Nach dem Gipfel ist vor der nächsten Krise. Kaum dass sich die 28 Staats- und Regierungschefs der EU am Mittwoch auf einen Neustart in der Flüchtlingspolitik verständigt hatten, gab es am Donnerstag schon neuen Ärger. Das EU-Mitglied Kroatien und der Beitrittskandidat Serbien lieferten sich heftige Wortgefechte, Ungarn drohte erneut mit der Abschiebung von Flüchtlingen nach Deutschland.

Überraschend ist das nicht: Kanzlerin Angela Merkel und ihre Amtskollegen hatten sich alle Mühe gegeben, die inner­europäischen Konflikte unter den Teppich zu kehren. Sie bekräftigten den Beschluss zur Umverteilung von 120.000 Flüchtlingen – blieben aber eine Antwort auf die Frage schuldig, wie der Verschiebebahnhof organisiert werden soll.

Das werde man später sehen, wenn die neuen „Hotspots“ in Italien und Griechenland ihre Arbeit aufnehmen, heißt es in Brüssel. Ende November soll es so weit sein. Dann müssen sich alle Flüchtlinge in den neuen Auffanglagern registrieren und weiterschicken lassen – entweder in ein EU-Aufnahmeland oder per Abschiebung zurück in die Heimat. Dann ist es wohl auch vorbei mit der Quasi-Reisefreiheit für die Neuankömmlinge in der EU.

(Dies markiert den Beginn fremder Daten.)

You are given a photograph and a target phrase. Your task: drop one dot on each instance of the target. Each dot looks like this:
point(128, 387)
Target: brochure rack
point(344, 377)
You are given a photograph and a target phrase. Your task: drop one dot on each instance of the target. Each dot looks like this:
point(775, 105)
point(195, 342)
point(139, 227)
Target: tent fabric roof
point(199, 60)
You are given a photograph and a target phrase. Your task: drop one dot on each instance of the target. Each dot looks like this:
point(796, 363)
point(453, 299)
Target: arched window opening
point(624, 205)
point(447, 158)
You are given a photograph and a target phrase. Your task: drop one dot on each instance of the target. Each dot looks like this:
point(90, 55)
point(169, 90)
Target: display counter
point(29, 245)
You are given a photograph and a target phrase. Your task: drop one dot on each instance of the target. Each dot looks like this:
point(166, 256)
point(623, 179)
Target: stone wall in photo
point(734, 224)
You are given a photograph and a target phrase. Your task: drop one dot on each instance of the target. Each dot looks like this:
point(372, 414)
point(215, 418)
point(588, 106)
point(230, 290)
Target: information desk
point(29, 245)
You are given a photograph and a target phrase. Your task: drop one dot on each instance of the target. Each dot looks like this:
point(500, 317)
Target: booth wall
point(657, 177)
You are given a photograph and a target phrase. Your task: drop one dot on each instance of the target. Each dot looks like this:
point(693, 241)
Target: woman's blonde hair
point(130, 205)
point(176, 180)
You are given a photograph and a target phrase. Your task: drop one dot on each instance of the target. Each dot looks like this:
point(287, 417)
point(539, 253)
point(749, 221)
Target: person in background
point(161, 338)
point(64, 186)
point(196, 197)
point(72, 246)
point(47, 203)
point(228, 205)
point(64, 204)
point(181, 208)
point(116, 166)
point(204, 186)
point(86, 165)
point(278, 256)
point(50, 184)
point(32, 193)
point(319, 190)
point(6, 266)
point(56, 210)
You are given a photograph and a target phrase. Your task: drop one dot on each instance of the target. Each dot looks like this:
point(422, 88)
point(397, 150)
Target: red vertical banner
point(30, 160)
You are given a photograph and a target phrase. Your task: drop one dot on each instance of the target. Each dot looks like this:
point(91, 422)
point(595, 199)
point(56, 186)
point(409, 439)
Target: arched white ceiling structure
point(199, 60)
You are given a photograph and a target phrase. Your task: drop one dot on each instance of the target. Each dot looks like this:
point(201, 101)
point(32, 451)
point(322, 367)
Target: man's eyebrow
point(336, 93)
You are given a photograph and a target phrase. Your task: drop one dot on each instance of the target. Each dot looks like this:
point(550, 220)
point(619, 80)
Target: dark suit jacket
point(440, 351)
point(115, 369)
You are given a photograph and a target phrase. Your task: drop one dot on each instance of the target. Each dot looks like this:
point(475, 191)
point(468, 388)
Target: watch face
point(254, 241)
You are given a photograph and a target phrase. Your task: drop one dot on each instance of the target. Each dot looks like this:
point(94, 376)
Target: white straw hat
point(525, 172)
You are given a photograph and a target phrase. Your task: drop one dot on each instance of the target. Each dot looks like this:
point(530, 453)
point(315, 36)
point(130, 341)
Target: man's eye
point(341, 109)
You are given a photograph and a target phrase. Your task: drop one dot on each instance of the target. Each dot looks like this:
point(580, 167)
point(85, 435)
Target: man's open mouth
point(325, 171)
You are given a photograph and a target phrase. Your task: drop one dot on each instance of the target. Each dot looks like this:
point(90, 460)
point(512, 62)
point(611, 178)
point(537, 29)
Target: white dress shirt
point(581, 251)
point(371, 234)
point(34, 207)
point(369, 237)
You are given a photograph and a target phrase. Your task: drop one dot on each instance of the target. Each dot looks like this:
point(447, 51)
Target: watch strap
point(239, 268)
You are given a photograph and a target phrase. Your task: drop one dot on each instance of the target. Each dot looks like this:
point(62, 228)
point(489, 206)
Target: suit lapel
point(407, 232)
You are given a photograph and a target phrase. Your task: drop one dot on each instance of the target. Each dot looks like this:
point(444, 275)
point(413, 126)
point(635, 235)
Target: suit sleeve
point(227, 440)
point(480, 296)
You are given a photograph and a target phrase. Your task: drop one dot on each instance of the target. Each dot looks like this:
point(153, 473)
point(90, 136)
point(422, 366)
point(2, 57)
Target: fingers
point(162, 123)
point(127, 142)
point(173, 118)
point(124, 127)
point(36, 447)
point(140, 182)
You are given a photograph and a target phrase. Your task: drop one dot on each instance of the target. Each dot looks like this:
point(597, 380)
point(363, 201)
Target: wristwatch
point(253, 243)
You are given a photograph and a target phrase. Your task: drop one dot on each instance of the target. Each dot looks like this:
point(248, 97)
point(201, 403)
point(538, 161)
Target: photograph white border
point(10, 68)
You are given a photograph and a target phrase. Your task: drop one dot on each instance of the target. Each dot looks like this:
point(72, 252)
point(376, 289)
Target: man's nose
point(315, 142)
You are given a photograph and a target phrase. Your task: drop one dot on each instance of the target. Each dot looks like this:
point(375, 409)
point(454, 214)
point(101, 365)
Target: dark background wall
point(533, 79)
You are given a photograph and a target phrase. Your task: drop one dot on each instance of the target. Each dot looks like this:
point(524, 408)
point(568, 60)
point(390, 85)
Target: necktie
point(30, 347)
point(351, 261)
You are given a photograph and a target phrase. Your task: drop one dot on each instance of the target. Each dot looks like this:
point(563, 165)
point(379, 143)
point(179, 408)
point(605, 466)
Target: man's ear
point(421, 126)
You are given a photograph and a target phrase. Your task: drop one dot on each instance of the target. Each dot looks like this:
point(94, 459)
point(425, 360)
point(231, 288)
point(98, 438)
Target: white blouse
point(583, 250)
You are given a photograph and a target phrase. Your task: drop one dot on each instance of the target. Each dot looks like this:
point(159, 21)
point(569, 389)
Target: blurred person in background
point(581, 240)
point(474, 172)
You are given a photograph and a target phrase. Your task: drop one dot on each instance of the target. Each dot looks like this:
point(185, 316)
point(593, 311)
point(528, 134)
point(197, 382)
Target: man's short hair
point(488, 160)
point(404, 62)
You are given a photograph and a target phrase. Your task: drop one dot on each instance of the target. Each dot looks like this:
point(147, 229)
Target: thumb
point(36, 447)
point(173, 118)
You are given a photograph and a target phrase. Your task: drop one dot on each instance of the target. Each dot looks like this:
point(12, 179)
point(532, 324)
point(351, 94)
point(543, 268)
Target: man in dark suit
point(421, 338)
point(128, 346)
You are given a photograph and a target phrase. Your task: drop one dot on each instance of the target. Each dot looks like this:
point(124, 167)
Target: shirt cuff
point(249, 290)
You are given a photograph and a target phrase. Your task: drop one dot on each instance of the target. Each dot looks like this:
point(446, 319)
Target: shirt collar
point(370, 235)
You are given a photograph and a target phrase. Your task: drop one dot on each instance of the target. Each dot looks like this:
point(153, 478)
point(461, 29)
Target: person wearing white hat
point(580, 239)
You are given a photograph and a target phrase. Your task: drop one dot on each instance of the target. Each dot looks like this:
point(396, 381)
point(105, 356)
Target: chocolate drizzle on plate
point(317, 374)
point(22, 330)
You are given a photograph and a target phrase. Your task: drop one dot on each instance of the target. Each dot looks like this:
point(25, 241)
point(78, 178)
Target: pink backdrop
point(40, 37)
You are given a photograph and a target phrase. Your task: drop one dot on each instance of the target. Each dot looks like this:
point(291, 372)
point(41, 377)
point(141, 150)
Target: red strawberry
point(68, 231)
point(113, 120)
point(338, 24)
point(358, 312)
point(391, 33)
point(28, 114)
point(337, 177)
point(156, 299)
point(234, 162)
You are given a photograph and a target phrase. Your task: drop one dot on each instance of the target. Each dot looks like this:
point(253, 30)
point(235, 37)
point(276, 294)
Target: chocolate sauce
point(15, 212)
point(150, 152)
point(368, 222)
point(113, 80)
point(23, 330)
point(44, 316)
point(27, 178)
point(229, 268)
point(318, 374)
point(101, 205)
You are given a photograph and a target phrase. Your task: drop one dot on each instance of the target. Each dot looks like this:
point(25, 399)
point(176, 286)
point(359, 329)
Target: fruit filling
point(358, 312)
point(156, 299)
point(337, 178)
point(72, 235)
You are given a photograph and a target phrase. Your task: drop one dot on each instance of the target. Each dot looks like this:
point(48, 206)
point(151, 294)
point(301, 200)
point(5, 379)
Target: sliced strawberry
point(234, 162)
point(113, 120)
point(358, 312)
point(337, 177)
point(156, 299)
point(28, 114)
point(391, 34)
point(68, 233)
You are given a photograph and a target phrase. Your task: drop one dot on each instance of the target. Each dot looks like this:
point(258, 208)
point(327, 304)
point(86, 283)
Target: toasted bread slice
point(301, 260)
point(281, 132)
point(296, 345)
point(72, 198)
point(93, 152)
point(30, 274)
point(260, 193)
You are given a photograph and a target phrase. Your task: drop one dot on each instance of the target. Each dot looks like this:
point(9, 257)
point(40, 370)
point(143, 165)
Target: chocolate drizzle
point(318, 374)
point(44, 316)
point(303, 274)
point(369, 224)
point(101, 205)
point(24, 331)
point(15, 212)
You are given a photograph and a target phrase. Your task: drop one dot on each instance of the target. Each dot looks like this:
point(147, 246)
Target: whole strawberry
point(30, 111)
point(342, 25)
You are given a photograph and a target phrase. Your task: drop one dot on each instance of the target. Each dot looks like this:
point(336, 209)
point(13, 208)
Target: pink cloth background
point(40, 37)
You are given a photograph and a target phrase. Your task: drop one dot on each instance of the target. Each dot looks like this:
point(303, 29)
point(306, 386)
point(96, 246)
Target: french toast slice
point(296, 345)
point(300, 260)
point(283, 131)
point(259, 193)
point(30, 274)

„Wir müssen unsere Politik offener Türen und Fenster korrigieren“, sagte EU-Ratspräsident Donald Tusk. „Es gibt keinen Anspruch auf ein bestimmtes Land“, ergänzte Kanzlerin Angela Merkel. Zwar müssten alle Neuankömmlinge menschlich behandelt werden. Es gebe jedoch keine Wahlfreiheit.

Künftig soll sich der Blick auf die EU-Außengrenzen und den Krisenbogen richten, der sich von Nordafrika über den Nahen und Mittleren Osten bis in die Türkei spannt. Die Grenzen werden aufgerüstet; die EU macht die Grenzschutzagentur Frontex und die Polizisten von Interpol mobil. Sie sollen mehr Geld und mehr Personal bekommen und nationale Behörden unterstützen. Es könnte der Anfang für eine EU-Grenztruppe sein.

Gleichzeitig will die EU ihre Nachbarstaaten in eine Art Pufferzone verwandeln. Von einem „Ring von Freunden“, wie es noch unter Ex-Erweiterungskommissar Günter Verheugen hieß, spricht man in Brüssel schon lange nicht mehr. Nun gilt es, den Feuerring, der sich bis in die Ukraine erstreckt, abzuriegeln. Vor allem der Türkei kommt dabei eine Schlüsselrolle zu. Präsident Recep Tayyip Erdoğan wird deshalb Anfang Oktober mit allen Ehren in Brüssel empfangen.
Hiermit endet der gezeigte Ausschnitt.